Tuesday, July 16, 2013

Summer Misery

Thanks for your assistance!
In the summer times, I do a lot of odd things.

I have a podcast with a group of scholars. I run a website for my teaching that needs to be updated. My research needs writing, polishing, and interpreting. Fall jobs are going and I seek candidates for those jobs. Finally, I teach online so the money keeps coming in while I do these other side projects.

One of my online institutions has just begun a program that gives us a "teaching assistant" that does no teaching and no assisting. It's such a beautiful euphemism for "spy."

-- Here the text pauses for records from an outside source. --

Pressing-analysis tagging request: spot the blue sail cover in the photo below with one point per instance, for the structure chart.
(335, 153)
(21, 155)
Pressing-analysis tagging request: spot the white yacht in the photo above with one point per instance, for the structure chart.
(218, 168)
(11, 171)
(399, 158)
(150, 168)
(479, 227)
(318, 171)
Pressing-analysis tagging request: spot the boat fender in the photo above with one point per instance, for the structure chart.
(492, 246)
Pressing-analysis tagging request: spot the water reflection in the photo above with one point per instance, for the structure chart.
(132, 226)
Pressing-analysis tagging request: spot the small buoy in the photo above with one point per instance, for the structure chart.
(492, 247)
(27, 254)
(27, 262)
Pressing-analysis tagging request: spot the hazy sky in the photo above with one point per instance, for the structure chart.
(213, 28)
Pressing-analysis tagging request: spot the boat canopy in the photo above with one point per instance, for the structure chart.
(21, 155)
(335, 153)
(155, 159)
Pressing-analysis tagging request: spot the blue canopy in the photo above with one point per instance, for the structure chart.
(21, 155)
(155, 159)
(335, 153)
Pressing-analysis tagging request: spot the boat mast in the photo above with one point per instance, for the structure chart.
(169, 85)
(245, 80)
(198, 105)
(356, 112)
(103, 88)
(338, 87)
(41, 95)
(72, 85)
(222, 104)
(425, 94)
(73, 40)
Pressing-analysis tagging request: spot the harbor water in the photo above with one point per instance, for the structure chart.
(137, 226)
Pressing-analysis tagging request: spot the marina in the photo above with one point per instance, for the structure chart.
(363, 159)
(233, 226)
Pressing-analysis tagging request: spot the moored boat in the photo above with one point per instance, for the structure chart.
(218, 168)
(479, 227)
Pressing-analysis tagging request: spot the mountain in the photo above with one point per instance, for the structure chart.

This TA watches me interact with my students. She reviews my gradebook and analyzes my feedback. She sends me emails about whether I'm including enough constructive compliments or chasing my students down in a timely manner to remind them that they are not submitting work. She wants all my students to get a perfect score regardless of how hard they work. She suggests to me how I ought to talk to my students, using sentences like "I want you to know that I am committed to your dream of earning a college degree, Susie Student!"

I am sorry, Spy-turned-TA. I am not going to say that.

Every time she emails me, I find that I have to step away from the computer, because all of my interactions -- with students, administrators, blogs, forums, or facebook -- are tinged with sarcasm and snark. She is actively destroying my will to be a good human being. I kind of want to send a virus into the school's system just to get back at the institution for instituting this bull shit system.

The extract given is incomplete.